Time Limit: 2000/1000 MS (Java/Others)    Memory Limit: 65536/32768 K (Java/Others)
Total Submission(s): 16057    Accepted Submission(s): 9898

Problem Description

There is a rectangular room, covered with square tiles. Each tile is colored either red or black. A man is standing on a black tile. From a tile, he can move to one of four adjacent tiles. But he can't move on red tiles, he can move only on black tiles.

Write a program to count the number of black tiles which he can reach by repeating the moves described above. 

 

Input

The input consists of multiple data sets. A data set starts with a line containing two positive integers W and H; W and H are the numbers of tiles in the x- and y- directions, respectively. W and H are not more than 20.
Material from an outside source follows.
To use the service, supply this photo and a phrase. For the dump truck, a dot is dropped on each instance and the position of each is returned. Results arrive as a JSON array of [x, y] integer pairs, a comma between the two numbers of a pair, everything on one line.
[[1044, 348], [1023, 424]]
There are H more lines in the data set, each of which includes W characters. Each character represents the color of a tile as follows.

'.' - a black tile 
'#' - a red tile 
'@' - a man on a black tile(appears exactly once in a data set) 

 

Output

For each data set, your program should output a line which contains the number of tiles he can reach from the initial tile (including itself). 

 

Sample Input

   
   
   
   

    
    
    
    6 9
....#.
.....#
......
......
......
......
......
#@...#
.#..#.
11 9
.#.........
.#.#######.
.#.#.....#.
.#.#.###.#.
.#.#..@#.#.
.#.#####.#.
.#.......#.
.#########.
...........
11 6
..#..#..#..
..#..#..#..
..#..#..###
..#..#..#@.
..#..#..#..
..#..#..#..
7 7
..#.#..
..#.#..
###.###
...@...
###.###
..#.#..
..#.#..
0 0
   
   
   
   

 

Sample Output

   
   
   
   

    
    
    
    45
59
6
13
   
   
   
   

 

正在看 搜索 简单的搜索题。

DFS  ：

#include<iostream>
#include<algorithm>
#include<cstdio>
#include<cstring>
#include<cmath>
#define max(a,b)(a>b?a:b)


int m,n,s,t,ans;
int vis[25][25];
char maps[25][25];
int dir[4][2]={{-1,0},{1,0},{0,1},{0,-1}};


void DFS(int x, int y)
{
    for(int i=0;i<4;i++)
    {
        int dx=x+dir[i][0];
        int dy=y+dir[i][1];
        if(x>=0 && y>=0 && x<m && y<n && maps[dx][dy]=='.' && !vis[dx][dy])
        {
            vis[dx][dy]=1;
            ans++;
            DFS(dx,dy);
        }
    }
}


int main()
{
    while(scanf("%d%d",&n,&m),n+m)
    {
         memset(maps,0,sizeof(maps));
         for(int i=0;i<m;i++)
         {
            scanf("%s",maps[i]);
         }


         for(int i=0;i<m;i++)
         {
             for(int j=0;j<n;j++)
             {
                 if(maps[i][j]=='@')
                 {
                     s=i;
                     t=j;
                 }
             }
         }
         memset(vis,0,sizeof(vis));
         ans=1;
         vis[s][t]=1;
         DFS(s,t);
         printf("%d\n",ans);
    }
    return 0;
}

BFS ：

#include<iostream>
#include<algorithm>
#include<cstdio>
#include<cstring>
#include<cmath>
#include<queue>
#include<cctype>
#define max(a,b)(a>b?a:b)


using namespace std;


struct point
{
    int x,y;
};


int m,n,s,t,ans;
int vis[25][25];
char maps[25][25];
int dir[4][2]={{-1,0},{1,0},{0,1},{0,-1}};


void BFS()
{
   queue<point> que;
   struct point start;
   start.x=s;
   start.y=t;
   vis[s][t]=1;
   que.push(start);
   while(!que.empty())
   {
       struct point u;
       u=que.front();
       que.pop();
       for(int i=0;i<4;i++)
       {
           int x=u.x+dir[i][0];
           int y=u.y+dir[i][1];
           if(x<0 || y<0 || x>=m || y>=n || maps[x][y]=='#' || vis[x][y]) continue;
           vis[x][y]=1;
           ans++;
           struct point next;
           next.x =x;
           next.y =y;
           que.push(next);
       }
   }
}


int main()
{
    while(scanf("%d%d",&n,&m),n+m)
    {
         memset(maps,0,sizeof(maps));
         for(int i=0;i<m;i++)
         {
            scanf("%s",maps[i]);
         }


         for(int i=0;i<m;i++)
         {
             for(int j=0;j<n;j++)
             {
                 if(maps[i][j]=='@')
                 {
                     s=i;
                     t=j;
                 }
             }
         }
         ans=1;
         BFS();
         memset(vis,0,sizeof(vis));
         printf("%d\n",ans);
    }
    return 0;
}